I’m writing a program with CUDA and the problem is the following:
-two matrices A (m * 128) and B (n * 128)
-i take the first row of A, and i compute the distance between that vector and all the rows of B, one by one.
i write the result of each distance on a row of a matrix C, so the element C(i,j) of C contains the distance between row i of A and row j of B.
-and i proceed with the next row of A.
with other functions then i find the minimum distance, but the problem is that the kernel above is too long.
I’ve implemented it this way=
I’ve got a grid made by ( m * (n / 1024) ) blocks
and 1024 threads per block.
( i’ve put every type of guards don’t worry)
(the matrices are already in global memory)
and i launch the following kernel:
__global__ void distance_kernel(float* d_C, float* d_A, float* d_B, int m, in n){
__shared__ float common_row[128];
//all the threads in a block have the same row of A
int bx=blockIdx.x;
int by=blockIdx.y;
int tx= threadIdx.x;
int NUM_COL=128;
//A and B have the same number of col.
if(tx < NUM_COL){
common_row[tx] = d_A[bx*NUM_COL+tx];
}
//load row of A in shared memory
__syncthreads();
//for loop for the distances : pseudocode
for(int i = 0; i< NUM_COL; i++){
d_C+ = ( common_row[i]-b[element])^2;
}
d_C=sqrt(d_C);
__syncthreads();
}
this kernel takes 4 seconds with matrices (7000128) and (4000128)

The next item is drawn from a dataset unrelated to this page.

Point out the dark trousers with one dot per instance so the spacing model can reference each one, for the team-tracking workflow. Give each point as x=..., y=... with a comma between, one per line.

yeah this is one issue, a “C_shared” would do the trick
another important fact is, if you aren’t really looking for the euclidian distance, but just for minimun of it…why compute it totally? take the square root out. it takes 8 times longer to compute than a add/multiply and since square root doesnt change the order, it is not necessary
Use a register variable instead. There is no need to use shared memory for the accumulation, it is just a waste of resources and will be slower.
Yes. Load d_B into shared memory in a similar way to what is already being done for d_A, then have the distance calculation load only from shared memory.
Yes, but it is inevitable. By doing as I suggest you are reducing the number of writes per distance from 130 to 1. That will yield very large performance improvements. You can coalesce the writes as well, but that is probably not going to give as bigger benefit as fixing some of the wasteful global memory accesses the original code contains.
I can tell you, you should be able to do it in less than 0.4s. See the technique in this paper about speeding up Vector Quantization (to be published February 2011). Internally, it uses the Euclidean distance. The distance can be rewritten to use matrix multiplication, and then you can use cuBLAS and get a big gain. I hope to post a stand-alone example of this on my website soon.